Christmas Present # 1- YOU ARE NOT ALONE. No matter what or how you are feeling, please believe me, you are not the only one who has gone through, is going through, or will ever go through what you are at any given moment. You may feel like you are the only one, but you are not. I have gone through mental health struggles, I have friends who have gone through mental health struggles, and we walk along beside you, supporting you, reminding you that you ARE NOT ALONE!!!

Christmas Present #2- YOU ARE OF VALUE AND WORTH. Yes, I have had many moments when I thought, and at that time, truly believed that no one cared about me, and that my existence never had any positive impact on the world. Some of the worst times for me have been when I have felt disconnected from myself, as well as the world around me. It can be a very lonely and cold place. At that point in time I was not able to see that I was loved or that I mattered. But let me tell you hear and now, you are cared for, you do make an important contribution to this world just by being here. Chances are you have made a difference to someone you will never know about it. A smile from a passing stranger or someone holding a door open for me made all the difference to me in those very challenging days. . We don’t know what stories other people are carrying around. You may not be able to feel or see that you make a difference, or that you are cared and thought about right now, but please believe me you do.

Christmas Present #3 – YOU ARE NOT YOUR ILLNESS. I know that with the energy, time and commitment I use to focus on being well, I can sometimes feel like I am my illness, especially during the times of struggle.  Times when I could hardly get out of bed and it took everything I had just to get up, or get dressed or using all my resources to go outside for a short walk, not because I wanted to, but because I knew it was for my mental health. It can be exhausting, and when I am there, I am working 24 hours alongside my illness to get better. It is at those times I need to be reminded I am not my illness. YOU ARE NOT YOUR ILLNESS!!! Please keep reminding yourself of that.

I would like you to do the following for me…
If I knew each and every one of you who read my blog, and I was able to, I would give you the following, but since I can’t, I ask you to do this for yourself.

I would give you three empty jars, decorate them if you like and do the following.
In one jar write on tags or pieces of paper would hold all the amazing things you have and did do through the year. Whatever it was, nothing is too small. It could be a slip of paper that says-“I woke up today”  it could be “met friend for coffee” “went to library” “smiled at a stranger”  “faced the sun and let it warm my face” anything that you did, big or small.

 In the second jar, on slips of paper or tags, I would like you to write up “Things I would do for a friend when they are struggling, or something I would do to treat myself. ”  These could be things like “cups of tea” walk in the park” “reminding them how special they are” etc. It could be “Going for ice crème, movie” etc.
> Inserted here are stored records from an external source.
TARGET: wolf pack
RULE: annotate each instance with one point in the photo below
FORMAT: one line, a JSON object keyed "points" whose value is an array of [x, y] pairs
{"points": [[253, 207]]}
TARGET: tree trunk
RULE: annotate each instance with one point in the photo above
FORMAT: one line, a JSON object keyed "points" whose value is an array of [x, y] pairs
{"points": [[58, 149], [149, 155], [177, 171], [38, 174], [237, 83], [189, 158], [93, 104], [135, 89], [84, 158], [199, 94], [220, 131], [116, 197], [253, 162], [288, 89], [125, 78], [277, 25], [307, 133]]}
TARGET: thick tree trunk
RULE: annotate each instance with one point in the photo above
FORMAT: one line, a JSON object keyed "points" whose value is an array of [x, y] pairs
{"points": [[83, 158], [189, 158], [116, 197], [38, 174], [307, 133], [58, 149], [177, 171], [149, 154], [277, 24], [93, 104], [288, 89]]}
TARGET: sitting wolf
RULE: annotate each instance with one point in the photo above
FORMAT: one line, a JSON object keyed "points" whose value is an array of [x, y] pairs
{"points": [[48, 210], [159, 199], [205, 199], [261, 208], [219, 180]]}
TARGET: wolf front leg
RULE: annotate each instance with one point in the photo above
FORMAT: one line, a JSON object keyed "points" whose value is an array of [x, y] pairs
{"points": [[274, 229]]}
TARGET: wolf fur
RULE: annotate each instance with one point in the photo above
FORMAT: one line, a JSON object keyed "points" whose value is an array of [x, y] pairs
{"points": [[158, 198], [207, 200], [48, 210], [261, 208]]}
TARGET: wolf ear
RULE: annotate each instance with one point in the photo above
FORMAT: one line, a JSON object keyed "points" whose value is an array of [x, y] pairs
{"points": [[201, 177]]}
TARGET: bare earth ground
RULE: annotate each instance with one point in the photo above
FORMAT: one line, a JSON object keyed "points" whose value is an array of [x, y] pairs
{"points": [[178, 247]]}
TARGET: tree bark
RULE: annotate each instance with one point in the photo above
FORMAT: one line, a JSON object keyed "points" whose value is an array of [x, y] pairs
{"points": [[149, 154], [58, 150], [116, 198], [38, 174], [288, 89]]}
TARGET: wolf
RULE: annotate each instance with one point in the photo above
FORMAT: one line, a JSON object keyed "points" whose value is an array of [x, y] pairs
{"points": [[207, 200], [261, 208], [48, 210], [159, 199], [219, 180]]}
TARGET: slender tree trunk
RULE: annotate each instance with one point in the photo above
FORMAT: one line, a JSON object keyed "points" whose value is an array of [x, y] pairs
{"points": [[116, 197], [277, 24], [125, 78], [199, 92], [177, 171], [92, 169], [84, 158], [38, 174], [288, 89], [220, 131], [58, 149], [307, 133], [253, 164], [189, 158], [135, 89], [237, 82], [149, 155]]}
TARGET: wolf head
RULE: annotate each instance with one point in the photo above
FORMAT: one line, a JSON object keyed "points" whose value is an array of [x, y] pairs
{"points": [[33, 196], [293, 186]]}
In the third jar-place notes or tags with things that you CAN DO or have done throughout the year. If you have a job, write down things you can do at your job It could be things like “I can walk” this may sound silly, but sometimes we need to be reminded of what we can do and others cant. It could be things like being a good friend, writer, artist, listener etc., you get the idea.

Now place these in a place of prominence, and fill them as the year goes by. When a time comes that you are feeling low, or the old belief worms itself into your brain that you are your illness, you are worthless etc- which is a cognitive error- go to the jar, pull one of the tags out and read it. Be reminded of who you are, what you can do, and that you are of much worth. Take a deep breath, know you are not alone, and vow to make it for another day.  

These are my Christmas presents to you, and I hope, that when you need it most, you will be able to find the treasures that are you and within you.

May you all, feel Peace, love and contentment for now and always.